Par un jugement n° 2500712 du 8 juillet 2025, le tribunal administratif de Besançon a rejeté sa demande.
Procédure devant la cour :
Par une requête enregistrée le 3 novembre 2025, Mme A…, représentée par Me Abdelli, demande à la cour :
1°) d’annuler ce jugement du 8 juillet 2025 ;
2°) d’annuler l’arrêté du 28 février 2025 ;
3°) d’enjoindre au préfet du Jura de procéder à l’effacement de son signalement dans le fichier des personnes recherchées et de son signalement aux fins de non-admission dans le système d’information Schengen ;
4°) d’enjoindre au préfet du Jura de lui délivrer un titre de séjour temporaire portant la mention « travailleur temporaire » ou « vie privée et familiale » dans un délai d’un mois à compter de la notification de la décision à intervenir ou, à titre subsidiaire, de réexaminer sa situation dans le même délai et de lui délivrer, dans l’attente, une autorisation provisoire de séjour l’autorisant à travailler ;
5°) de mettre à la charge de l’Etat la somme de 1 200 euros à verser à son conseil en application de l’article 37 de la loi du 10 juillet 1991.
Elle soutient que :
- la décision de refus de titre de séjour méconnaît l’article 8 de la convention européenne de sauvegarde des droits de l’homme et des libertés fondamentales et est entachée d’erreur manifeste dans l’appréciation de ses conséquences sur sa situation personnelle ;
- elle méconnaît l’article 11 de la convention franco-sénégalaise du 1er août 1955 ;
- elle est entachée d’erreur de fait dès lors qu’elle justifie de sa volonté de se former ou de rechercher un emploi compatible avec son état de santé ;
- elle n’a pas été précédée d’un examen particulier de sa situation personnelle ;
- la décision portant obligation de quitter le territoire français est illégale en raison de l’illégalité de la décision de refus de titre de séjour ;
- elle méconnaît l’article 8 de la convention européenne de sauvegarde des droits de l’homme et des libertés fondamentales ;
- la décision portant interdiction de retour sur le territoire français est illégale en raison de l’illégalité de la décision portant obligation de quitter le territoire français ;
- elle est insuffisamment motivée ;
- elle méconnaît l’article L. 612-10 du code de l’entrée et du séjour des étrangers et du droit d’asile et l’article 8 de la convention européenne de sauvegarde des droits de l’homme et des libertés fondamentales.

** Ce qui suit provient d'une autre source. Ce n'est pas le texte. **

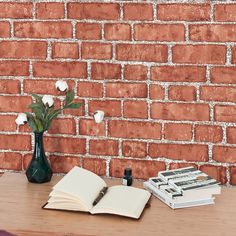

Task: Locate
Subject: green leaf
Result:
[66,90,75,104]
[45,109,61,130]
[28,103,42,109]
[65,102,82,109]
[47,109,61,121]
[25,112,38,132]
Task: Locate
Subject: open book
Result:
[43,167,151,219]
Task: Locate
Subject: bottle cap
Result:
[125,168,132,175]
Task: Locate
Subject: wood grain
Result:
[0,173,236,236]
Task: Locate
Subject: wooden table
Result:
[0,173,236,236]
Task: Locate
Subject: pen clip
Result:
[93,187,108,206]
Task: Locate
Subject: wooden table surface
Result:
[0,173,236,236]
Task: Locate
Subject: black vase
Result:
[26,132,52,184]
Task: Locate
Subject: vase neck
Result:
[34,132,45,158]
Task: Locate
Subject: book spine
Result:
[144,182,175,209]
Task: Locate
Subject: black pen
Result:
[93,187,108,206]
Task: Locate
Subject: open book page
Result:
[90,185,151,219]
[45,167,106,211]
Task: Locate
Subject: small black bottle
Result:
[123,168,133,186]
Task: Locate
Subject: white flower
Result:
[93,110,104,123]
[42,95,54,107]
[55,80,68,92]
[15,113,27,125]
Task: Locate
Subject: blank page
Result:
[53,166,106,211]
[90,185,151,219]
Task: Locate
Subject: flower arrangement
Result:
[15,81,82,133]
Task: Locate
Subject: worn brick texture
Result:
[0,0,236,185]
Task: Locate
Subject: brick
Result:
[122,141,147,158]
[81,43,112,60]
[199,165,227,184]
[44,136,86,154]
[36,2,65,19]
[226,127,236,144]
[0,41,47,59]
[151,66,206,82]
[110,158,165,179]
[170,162,198,170]
[0,79,20,94]
[89,140,118,156]
[83,158,106,176]
[0,22,11,38]
[164,123,192,141]
[63,98,85,116]
[0,134,31,151]
[91,63,121,80]
[0,115,17,131]
[200,86,236,102]
[214,4,236,22]
[172,45,226,64]
[232,47,236,64]
[108,120,161,139]
[124,65,147,80]
[168,86,196,101]
[106,83,147,98]
[214,105,236,122]
[67,3,120,20]
[149,143,208,161]
[79,119,106,136]
[48,118,76,134]
[229,166,236,185]
[124,100,148,119]
[0,152,22,170]
[76,22,102,40]
[0,96,32,112]
[49,155,81,173]
[52,43,79,59]
[124,3,153,20]
[151,103,210,121]
[14,21,72,38]
[195,125,223,143]
[116,44,167,62]
[0,2,33,19]
[0,61,29,76]
[149,84,165,100]
[157,4,210,21]
[211,66,236,84]
[88,100,121,117]
[213,146,236,164]
[104,23,131,40]
[189,24,236,42]
[134,24,185,42]
[77,82,103,98]
[33,61,87,78]
[23,79,74,95]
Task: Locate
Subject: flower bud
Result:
[55,80,68,92]
[15,113,27,125]
[42,95,54,107]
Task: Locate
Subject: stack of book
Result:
[144,167,221,209]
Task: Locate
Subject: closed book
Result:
[143,181,214,209]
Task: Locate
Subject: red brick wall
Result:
[0,0,236,184]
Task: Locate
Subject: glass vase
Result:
[26,132,52,183]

Mme A… a été admise au bénéfice de l’aide juridictionnelle totale par une décision du 25 septembre 2025.
Vu les autres pièces du dossier.
Vu :
- la convention européenne de sauvegarde des droits de l’homme et des libertés fondamentales ;
- la convention entre le Gouvernement de la République française et le Gouvernement de la République sénégalaise relative à la circulation et au séjour des personnes, signée à Dakar le 1er août 1995 ;
- le code de l’entrée et du séjour des étrangers et du droit d’asile ;
- la loi n° 91-647 du 10 juillet 1991 ;
- le code de justice administrative.
La présidente de la cour administrative d’appel de Nancy a désigné Mme Kohler, présidente-assesseure, pour signer les ordonnances visées à l’article R. 222-1 du code de justice administrative.
Considérant ce qui suit :
Mme A…, ressortissante sénégalaise, est entrée sur le territoire français le 20 août 2019 sous couvert d’un visa de long séjour portant la mention « salarié ». Elle a ensuite bénéficié d’une carte de séjour temporaire portant la mention « travailleur temporaire », régulièrement renouvelée jusqu’au 17 juin 2022. Le 20 mai 2022, elle a sollicité le renouvellement de son titre de séjour. Par un arrêté du 28 février 2025, le préfet du Jura a refusé de lui délivrer un titre de séjour, l’a obligée à quitter le territoire français dans un délai de trente jours, a fixé le pays à destination duquel elle pourra être reconduite d’office à l’expiration de ce délai et a prononcé à son encontre une interdiction de retour sur le territoire français d’une durée d’un an. Mme A… fait appel du jugement du 8 juillet 2025 par lequel le tribunal administratif de Besançon a rejeté sa demande tendant à l’annulation de cet arrêté.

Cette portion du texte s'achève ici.